Ritorno alla montagna

Sono anni che seguo Claudio Morandini e ogni volta che è annunciata l’uscita di un suo libro la mia curiosità cresce. Lo scrittore aostano è senza dubbio uno degli esempi più interessanti e originali dell’asfittica letteratura nostrana, uno dei pochi in grado di creare aspettative alte. Le ragioni sono molteplici: la sua non è una narrativa “urlata”, il suo stile è essenziale e privo di autoreferenzialità, le sue storie non sono mai mirabolanti ma scava nell’interiorità dei personaggi e nei vizi della società con l’agilità che è propria di chi usa le sue qualità quasi con parsimonia, senza eccedere in puri esercizi autoincensanti. Morandini scrive con quella leggerezza che è dote degli autori che usano gli strumenti in loro possesso in maniera ineccepibile, che tengono in mano il bandolo della storia e sanno dove vogliono andare a parare, che usano le parole nella maniera più adeguata. Non una in più, il superfluo nella sua narrativa è bandito.

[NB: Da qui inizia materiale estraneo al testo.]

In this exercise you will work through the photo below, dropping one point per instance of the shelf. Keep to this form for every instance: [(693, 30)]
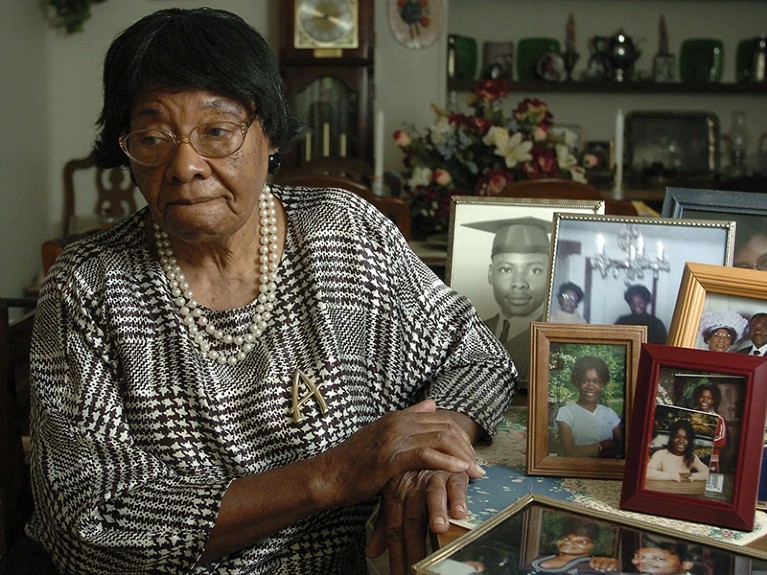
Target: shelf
[(607, 87)]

La montagna, anche in questo La conca buia, è il sottofondo della storia. Franco Gavaglià è il sindaco di piccoli paesi montani, raggruppati in un unico comune, che si avviano a nuove elezioni. La politica lo ha allontanato dal suo ambiente nativo e gli impegni più o meno mondani, le riunioni politiche, i pranzi di lavoro, le visite di rappresentanza ad associazioni varie hanno cambiato il suo aspetto: oltre ad aver acquistato peso per la vita più sedentaria, ha cambiato, per forza di cose, anche il suo modo di vestire. Il problema è che non sembra più un uomo di montagna e questo lo penalizzerebbe nella tornata elettorale. Occorre pensare a qualcosa che corregga questa immagine che non piace agli elettori, che sono veri montanari. L’unica idea che viene allo staff elettorale è di sfruttare la figura del padre di Gavaglià, uomo rude e violento, solitario e autoritario, che ha sempre usato le maniere forti con il figlio e la moglie nella baita sperduta dove allevava i suoi animali e badava ai suoi campi: per lui sembrava non esserci niente altro. Il problema, però, è come costringere l’uomo, ormai vecchio ma ancora combattivo, ad accompagnare il figlio nei comizi e nelle visite alle comunità senza combinare guai e senza ribellarsi a un ruolo che mai accetterebbe.
La soluzione è imbottirlo di tranquillanti, metterlo in una sedia a rotelle e portarselo dietro in uno stato di semi-incoscienza. Il sindaco ricorda le angherie subite dal padre nel corso degli anni e il fatto che non abbia esternato alcun sentimento di dispiacere per la scomparsa della madre glielo fa odiare con tutto sé stesso. Aveva un posto segreto da ragazzino, una conca in mezzo alle asperità delle montagne, in cui si rifugiava per sfuggire alle punizioni frequenti del vecchio che, dopo averla scoperta, l’aveva danneggiata per pura cattiveria. Lo vorrebbe addirittura morto, ma la ragion di stato lo porta a presentarlo come un padre modello, un uomo che ha speso la vita per la famiglia e la montagna. Leda, la figlia di Gavaglià, è una giovane ragazza che viaggia molto, ha una schiera di animali in casa, fidanzati passeggeri e non si sa bene che lavoro faccia. All’inizio non è d’accordo sull’uso che il padre vuole fare del nonno ma Gavaglià la rabbonisce garantendole che il nonno, di cui lei non conosce gli eccessi e che vede come un uomo sulla via del tramonto, non correrà alcun rischio. E così comincia una campagna elettorale imprevedibile e spregiudicata con due contendenti che non si risparmiano colpi bassi: ci troveremo di fronte a episodi illogici e grotteschi di cui Morandini è un vero maestro e il finale non potrà essere che la giusta conclusione di un’avventura a tratti macabra e surreale.
Con sarcasmo e amarezza, mascherata da ironia e un pizzico di malinconia, Morandini ci fa riflettere su una società dove la politica è diventata un teatrino, sul rapporto fra genitori e figli sempre snaturato da interessi personali, sulla violenza domestica e sulla spregiudicatezza che usiamo per raggiungere i nostri obbiettivi. Uno spaccato di una società allo sbando che corre veloce verso il punto di non ritorno.